[PATCH v3 1/2] KVM: arm64: PMU: Introduce FIXED_COUNTERS_ONLY
Akihiko Odaki
odaki at rsg.ci.i.u-tokyo.ac.jp
Thu Feb 26 06:43:21 PST 2026
On 2026/02/26 20:54, Oliver Upton wrote:
> Hi Akihiko,
>
> On Wed, Feb 25, 2026 at 01:31:15PM +0900, Akihiko Odaki wrote:
>> @@ -629,6 +629,8 @@ void kvm_arch_vcpu_load(struct kvm_vcpu *vcpu, int cpu)
>> kvm_vcpu_load_vhe(vcpu);
>> kvm_arch_vcpu_load_fp(vcpu);
>> kvm_vcpu_pmu_restore_guest(vcpu);
>> + if (test_bit(KVM_ARCH_FLAG_PMU_V3_FIXED_COUNTERS_ONLY, &vcpu->kvm->arch.flags))
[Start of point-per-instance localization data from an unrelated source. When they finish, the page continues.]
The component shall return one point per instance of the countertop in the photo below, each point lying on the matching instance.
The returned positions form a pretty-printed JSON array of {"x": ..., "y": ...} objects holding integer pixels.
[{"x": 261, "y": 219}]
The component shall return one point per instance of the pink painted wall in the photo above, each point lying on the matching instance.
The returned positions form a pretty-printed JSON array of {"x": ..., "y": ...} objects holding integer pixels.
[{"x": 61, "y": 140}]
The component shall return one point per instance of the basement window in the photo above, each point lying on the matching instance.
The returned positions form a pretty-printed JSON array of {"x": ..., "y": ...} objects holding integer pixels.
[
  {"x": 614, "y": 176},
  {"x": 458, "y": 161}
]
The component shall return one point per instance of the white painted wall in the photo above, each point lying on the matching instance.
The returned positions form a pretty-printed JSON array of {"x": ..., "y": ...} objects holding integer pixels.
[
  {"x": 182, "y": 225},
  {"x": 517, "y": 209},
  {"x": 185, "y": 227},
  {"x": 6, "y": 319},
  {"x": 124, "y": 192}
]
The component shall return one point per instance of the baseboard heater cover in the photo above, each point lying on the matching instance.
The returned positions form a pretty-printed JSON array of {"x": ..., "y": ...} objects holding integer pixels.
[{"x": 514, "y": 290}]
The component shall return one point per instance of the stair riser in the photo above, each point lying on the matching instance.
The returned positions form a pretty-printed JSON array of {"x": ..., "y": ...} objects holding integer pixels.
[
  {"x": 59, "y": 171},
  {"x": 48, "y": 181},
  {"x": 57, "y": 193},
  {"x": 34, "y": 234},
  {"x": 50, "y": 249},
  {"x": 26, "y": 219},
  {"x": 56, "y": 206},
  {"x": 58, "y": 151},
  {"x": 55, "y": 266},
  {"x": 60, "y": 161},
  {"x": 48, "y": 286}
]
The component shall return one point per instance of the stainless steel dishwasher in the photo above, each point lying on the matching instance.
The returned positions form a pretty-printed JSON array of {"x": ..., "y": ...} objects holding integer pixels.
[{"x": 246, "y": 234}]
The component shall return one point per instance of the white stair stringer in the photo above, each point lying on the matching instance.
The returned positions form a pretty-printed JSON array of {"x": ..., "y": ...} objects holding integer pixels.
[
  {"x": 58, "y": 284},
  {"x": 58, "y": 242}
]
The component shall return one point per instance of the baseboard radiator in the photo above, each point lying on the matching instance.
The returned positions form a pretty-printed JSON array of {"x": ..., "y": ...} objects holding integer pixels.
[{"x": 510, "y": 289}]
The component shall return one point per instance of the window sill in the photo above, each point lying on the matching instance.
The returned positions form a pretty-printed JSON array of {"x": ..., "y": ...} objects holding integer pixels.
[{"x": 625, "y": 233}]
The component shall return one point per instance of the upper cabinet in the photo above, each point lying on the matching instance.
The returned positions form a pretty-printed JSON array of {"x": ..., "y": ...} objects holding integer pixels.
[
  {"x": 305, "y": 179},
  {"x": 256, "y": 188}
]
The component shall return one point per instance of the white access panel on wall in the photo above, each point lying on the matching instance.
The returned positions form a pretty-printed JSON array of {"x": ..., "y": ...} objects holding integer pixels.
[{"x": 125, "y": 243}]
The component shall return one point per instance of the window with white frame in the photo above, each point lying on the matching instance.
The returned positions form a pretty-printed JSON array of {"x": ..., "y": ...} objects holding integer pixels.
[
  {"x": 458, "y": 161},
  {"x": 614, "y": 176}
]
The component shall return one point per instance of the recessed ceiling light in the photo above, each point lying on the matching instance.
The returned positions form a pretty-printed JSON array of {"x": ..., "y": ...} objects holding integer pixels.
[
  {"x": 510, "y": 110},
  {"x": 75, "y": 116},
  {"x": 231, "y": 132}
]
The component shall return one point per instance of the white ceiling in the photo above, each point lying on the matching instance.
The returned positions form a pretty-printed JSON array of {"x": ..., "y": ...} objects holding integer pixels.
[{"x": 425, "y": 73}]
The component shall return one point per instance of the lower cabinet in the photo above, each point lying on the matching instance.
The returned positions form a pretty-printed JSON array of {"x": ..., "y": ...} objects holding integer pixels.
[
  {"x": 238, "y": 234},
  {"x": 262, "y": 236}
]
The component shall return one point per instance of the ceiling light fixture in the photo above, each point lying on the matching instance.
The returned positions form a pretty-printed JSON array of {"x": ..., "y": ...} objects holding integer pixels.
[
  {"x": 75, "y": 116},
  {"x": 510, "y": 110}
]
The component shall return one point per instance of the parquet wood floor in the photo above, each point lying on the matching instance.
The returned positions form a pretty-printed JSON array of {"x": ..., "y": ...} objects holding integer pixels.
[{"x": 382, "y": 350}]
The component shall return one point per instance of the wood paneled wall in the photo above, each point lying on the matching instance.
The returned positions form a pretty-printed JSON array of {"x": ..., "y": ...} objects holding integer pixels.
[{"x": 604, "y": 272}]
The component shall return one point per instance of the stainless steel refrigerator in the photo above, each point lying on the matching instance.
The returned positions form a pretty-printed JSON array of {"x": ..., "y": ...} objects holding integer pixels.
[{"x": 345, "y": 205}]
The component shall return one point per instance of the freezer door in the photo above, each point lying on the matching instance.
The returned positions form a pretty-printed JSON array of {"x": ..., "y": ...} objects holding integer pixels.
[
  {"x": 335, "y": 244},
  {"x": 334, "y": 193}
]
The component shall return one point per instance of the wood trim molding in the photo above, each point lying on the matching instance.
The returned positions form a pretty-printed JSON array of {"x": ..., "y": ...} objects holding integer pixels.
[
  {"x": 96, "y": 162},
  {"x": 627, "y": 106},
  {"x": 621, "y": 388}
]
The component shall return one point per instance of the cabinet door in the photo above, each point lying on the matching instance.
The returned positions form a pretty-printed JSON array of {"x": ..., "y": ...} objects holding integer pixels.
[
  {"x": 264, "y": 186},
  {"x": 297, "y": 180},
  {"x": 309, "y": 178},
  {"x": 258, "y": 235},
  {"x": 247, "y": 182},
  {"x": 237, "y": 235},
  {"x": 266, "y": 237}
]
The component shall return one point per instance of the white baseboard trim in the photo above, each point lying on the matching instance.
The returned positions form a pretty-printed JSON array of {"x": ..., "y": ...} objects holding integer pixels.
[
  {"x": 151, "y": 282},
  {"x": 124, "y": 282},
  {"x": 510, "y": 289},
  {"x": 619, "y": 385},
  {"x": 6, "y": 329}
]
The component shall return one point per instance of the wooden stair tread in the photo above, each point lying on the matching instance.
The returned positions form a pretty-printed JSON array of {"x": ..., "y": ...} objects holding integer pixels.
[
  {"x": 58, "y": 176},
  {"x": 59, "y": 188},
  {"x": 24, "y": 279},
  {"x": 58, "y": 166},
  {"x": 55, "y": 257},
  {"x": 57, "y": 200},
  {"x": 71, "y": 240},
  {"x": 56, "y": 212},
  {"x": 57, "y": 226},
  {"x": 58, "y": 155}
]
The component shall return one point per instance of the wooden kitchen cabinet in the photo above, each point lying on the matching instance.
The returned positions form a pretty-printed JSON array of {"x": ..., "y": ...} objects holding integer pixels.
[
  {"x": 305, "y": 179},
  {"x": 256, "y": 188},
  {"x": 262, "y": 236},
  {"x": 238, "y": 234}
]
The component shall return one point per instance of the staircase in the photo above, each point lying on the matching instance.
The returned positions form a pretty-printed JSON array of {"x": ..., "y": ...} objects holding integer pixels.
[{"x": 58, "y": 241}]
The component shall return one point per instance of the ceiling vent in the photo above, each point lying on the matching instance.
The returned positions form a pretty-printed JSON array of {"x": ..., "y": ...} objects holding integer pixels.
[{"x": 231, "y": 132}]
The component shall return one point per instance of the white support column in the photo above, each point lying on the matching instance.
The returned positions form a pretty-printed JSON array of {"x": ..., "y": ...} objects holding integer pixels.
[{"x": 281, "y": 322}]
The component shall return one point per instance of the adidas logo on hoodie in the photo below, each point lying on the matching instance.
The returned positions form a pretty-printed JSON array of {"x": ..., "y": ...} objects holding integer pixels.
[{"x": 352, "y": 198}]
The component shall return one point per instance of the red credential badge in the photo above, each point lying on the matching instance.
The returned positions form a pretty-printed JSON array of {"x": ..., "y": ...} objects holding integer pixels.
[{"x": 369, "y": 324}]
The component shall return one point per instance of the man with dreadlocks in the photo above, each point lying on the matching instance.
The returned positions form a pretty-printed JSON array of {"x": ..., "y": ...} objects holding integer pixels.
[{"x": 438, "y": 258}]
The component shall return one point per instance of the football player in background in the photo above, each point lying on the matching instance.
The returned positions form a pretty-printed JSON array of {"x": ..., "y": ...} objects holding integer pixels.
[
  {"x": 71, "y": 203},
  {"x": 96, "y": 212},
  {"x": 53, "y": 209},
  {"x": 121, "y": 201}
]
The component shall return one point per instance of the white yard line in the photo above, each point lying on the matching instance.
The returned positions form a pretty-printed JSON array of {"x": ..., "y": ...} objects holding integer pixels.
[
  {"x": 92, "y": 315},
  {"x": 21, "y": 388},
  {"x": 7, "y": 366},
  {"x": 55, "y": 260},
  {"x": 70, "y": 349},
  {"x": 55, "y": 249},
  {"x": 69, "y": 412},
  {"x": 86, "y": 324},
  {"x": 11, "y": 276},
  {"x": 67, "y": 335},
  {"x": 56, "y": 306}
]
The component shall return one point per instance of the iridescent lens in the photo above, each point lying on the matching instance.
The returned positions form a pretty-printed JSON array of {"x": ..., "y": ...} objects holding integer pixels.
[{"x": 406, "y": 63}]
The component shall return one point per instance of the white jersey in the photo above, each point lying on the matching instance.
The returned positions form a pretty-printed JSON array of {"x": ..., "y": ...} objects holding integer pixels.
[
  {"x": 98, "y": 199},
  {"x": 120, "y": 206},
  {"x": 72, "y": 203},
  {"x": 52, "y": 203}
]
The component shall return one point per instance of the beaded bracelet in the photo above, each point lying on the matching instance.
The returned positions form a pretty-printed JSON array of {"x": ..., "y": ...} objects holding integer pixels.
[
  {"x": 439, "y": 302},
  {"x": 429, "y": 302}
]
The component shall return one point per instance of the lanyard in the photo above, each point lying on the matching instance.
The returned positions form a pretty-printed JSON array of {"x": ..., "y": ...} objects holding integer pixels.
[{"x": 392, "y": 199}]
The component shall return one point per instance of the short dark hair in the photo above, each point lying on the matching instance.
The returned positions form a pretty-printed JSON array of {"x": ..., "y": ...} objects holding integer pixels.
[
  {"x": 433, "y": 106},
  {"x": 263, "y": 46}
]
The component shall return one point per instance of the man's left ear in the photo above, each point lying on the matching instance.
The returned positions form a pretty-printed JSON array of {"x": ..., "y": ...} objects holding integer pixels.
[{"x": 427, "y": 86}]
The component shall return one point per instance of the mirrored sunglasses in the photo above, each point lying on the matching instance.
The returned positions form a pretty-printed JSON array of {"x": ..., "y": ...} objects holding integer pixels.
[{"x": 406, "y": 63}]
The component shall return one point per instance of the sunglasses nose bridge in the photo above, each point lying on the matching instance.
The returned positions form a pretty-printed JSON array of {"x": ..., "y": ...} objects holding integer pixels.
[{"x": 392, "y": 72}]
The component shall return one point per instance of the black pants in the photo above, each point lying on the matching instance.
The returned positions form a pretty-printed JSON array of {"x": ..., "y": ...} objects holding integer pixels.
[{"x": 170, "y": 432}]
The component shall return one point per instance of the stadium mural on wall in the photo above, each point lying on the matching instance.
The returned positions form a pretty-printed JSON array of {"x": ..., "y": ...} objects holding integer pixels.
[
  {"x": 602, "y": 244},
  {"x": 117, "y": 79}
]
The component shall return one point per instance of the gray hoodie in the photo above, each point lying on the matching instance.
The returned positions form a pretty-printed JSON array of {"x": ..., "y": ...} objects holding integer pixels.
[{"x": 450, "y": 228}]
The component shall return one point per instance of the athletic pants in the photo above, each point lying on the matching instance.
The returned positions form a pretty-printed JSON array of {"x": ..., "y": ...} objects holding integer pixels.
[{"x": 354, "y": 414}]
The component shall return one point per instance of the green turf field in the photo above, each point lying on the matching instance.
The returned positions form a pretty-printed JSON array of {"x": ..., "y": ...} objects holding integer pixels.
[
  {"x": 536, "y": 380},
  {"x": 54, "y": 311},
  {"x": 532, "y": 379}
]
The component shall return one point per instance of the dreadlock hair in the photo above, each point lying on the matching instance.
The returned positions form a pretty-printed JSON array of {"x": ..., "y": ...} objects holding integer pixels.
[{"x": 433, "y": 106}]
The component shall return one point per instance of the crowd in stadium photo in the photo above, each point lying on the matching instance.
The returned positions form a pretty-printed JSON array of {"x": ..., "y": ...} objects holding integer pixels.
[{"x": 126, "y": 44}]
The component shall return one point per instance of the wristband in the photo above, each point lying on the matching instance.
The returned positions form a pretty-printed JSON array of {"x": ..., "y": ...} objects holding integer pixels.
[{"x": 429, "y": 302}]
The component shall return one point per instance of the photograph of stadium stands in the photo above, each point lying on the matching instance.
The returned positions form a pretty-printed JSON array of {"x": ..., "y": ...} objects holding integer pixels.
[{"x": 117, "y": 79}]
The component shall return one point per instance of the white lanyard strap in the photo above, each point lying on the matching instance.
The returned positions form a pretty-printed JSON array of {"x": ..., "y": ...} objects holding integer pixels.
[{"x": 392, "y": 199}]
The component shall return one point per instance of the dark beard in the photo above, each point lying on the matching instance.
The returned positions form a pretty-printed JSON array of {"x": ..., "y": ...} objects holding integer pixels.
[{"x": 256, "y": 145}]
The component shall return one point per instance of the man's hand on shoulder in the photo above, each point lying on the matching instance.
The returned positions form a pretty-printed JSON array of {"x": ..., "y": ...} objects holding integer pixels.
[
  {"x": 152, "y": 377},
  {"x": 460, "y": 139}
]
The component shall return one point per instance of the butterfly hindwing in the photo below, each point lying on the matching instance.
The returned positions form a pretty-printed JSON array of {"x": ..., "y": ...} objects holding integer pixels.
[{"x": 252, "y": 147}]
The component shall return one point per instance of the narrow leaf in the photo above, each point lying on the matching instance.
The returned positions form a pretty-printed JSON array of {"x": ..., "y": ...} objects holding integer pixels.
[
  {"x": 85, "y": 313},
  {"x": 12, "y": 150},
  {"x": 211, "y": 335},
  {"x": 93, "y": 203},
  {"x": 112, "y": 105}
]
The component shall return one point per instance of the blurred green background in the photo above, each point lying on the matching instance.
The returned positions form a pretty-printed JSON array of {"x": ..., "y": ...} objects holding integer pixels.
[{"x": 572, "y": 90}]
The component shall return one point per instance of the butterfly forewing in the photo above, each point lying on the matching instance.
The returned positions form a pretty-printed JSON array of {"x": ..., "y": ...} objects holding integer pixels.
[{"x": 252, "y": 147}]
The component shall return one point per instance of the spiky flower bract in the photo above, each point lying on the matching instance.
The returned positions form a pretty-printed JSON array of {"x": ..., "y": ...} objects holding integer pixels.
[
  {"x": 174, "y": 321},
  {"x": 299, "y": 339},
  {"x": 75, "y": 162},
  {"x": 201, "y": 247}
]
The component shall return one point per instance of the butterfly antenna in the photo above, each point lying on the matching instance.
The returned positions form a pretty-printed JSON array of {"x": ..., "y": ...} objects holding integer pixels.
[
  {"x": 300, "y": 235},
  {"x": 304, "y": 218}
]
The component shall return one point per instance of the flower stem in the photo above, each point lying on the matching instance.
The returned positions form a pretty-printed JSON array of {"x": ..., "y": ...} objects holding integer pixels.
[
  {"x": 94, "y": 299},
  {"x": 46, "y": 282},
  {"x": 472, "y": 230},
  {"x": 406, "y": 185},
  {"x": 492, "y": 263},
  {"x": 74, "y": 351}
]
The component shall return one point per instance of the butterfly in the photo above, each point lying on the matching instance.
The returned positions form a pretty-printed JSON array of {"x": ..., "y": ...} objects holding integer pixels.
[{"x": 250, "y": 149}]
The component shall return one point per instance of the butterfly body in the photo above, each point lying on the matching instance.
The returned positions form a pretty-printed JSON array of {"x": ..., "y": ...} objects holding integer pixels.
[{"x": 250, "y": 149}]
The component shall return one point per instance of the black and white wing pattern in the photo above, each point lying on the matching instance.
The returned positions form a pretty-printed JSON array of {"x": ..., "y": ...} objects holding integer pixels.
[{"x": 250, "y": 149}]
>> + kvm_make_request(KVM_REQ_CREATE_PMU, vcpu);
>
> We only need to set the request if the vCPU has migrated to a different
> PMU implementation, no?
Indeed. I was too lazy to implement such a check since it won't affect
performance unless the new feature is requested, but having one may be
still nice.
>
>> if (kvm_arm_is_pvtime_enabled(&vcpu->arch))
>> kvm_make_request(KVM_REQ_RECORD_STEAL, vcpu);
>>
>> @@ -1056,6 +1058,9 @@ static int check_vcpu_requests(struct kvm_vcpu *vcpu)
>> if (kvm_check_request(KVM_REQ_RELOAD_PMU, vcpu))
>> kvm_vcpu_reload_pmu(vcpu);
>>
>> + if (kvm_check_request(KVM_REQ_CREATE_PMU, vcpu))
>> + kvm_vcpu_create_pmu(vcpu);
>> +
>
> My strong preference would be to squash the migration handling into
> kvm_vcpu_reload_pmu(). It is already reprogramming PMU events in
> response to other things.
Can you share a reason for that?
In terms of complexity, I don't think it will help reducing complexity
since the only common things between kvm_vcpu_reload_pmu() and
kvm_vcpu_create_pmu() are the enumeration of enabled counters, which is
simple enough.
In terms of performance, I guess it is better to keep
kvm_vcpu_create_pmu() small since it is triggered for each migration.
>
>> if (kvm_check_request(KVM_REQ_RESYNC_PMU_EL0, vcpu))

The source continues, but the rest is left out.